Il presente della narrazione coincide con l’incontro tra Rustichello da Pisa e Marco Polo nelle prigioni genovesi, dopo la battaglia di Curzola dell’8 settembre 1298, in cui i veneziani subiscono una sanguinosa sconfitta. Rustichello sarà colui che convincerà Marco Polo a trascrivere le proprie gesta, e che darà loro una prima forma scritta.
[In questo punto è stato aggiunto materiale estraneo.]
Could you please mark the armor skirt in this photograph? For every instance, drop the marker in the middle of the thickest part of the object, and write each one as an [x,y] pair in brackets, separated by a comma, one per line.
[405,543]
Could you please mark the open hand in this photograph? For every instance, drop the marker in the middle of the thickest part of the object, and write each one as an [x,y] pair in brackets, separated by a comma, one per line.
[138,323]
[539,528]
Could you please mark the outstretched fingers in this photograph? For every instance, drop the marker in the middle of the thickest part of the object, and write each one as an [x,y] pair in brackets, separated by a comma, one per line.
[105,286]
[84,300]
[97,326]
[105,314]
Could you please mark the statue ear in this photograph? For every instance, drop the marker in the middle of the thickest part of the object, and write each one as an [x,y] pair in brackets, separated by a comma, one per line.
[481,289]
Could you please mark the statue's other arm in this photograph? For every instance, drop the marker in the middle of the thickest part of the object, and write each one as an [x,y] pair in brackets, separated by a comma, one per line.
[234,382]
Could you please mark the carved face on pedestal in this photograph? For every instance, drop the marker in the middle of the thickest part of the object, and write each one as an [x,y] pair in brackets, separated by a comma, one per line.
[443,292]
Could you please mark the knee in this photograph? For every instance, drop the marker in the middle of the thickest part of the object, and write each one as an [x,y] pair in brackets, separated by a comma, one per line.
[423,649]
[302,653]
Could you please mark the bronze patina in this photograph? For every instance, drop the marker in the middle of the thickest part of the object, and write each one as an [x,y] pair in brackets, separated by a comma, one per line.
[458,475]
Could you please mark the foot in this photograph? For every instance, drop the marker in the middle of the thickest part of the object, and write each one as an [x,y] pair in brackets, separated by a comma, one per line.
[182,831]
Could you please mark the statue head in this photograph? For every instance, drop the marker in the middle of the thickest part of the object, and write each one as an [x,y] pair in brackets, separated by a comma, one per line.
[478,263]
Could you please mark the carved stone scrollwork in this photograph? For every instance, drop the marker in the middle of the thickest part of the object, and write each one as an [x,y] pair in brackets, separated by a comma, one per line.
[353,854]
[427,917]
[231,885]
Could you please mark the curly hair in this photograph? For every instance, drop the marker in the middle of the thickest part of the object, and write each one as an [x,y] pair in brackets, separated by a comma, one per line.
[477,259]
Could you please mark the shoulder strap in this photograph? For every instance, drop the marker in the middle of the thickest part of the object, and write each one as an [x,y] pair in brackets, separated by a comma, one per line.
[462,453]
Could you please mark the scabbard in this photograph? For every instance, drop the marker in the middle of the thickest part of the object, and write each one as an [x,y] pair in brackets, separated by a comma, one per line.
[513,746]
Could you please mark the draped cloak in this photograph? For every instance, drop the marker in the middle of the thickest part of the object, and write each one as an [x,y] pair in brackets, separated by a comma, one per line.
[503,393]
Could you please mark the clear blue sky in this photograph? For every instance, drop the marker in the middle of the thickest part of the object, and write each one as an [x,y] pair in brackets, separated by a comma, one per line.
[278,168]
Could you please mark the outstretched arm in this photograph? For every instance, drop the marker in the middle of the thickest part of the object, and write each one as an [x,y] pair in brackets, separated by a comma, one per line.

A partire da lì è un continuo passaggio tra il presente, ossia l’evoluzione del rapporto tra Marco e Rustichello (che rappresenta anche il lato più comico del fumetto, oltre che una riflessione su cosa significhi raccontare, e sui confini non sempre chiari e definiti tra realtà e finzione), e il racconto in senso cronologico delle principali tappe del viaggio di Marco Polo, che parte con un Marco adolescente a Venezia, e giunge fino alla Cina del Kubilai Khan, di cui Marco, ormai uomo, diventerà ambasciatore, consigliere e amico. Viaggio che è inevitabilmente anche un percorso di formazione, come chiosano a un certo punto nella storia due draghi parlanti, rivolgendosi extradiegeticamente al lettore:

– “Mi piace che il personaggio principale cambi.”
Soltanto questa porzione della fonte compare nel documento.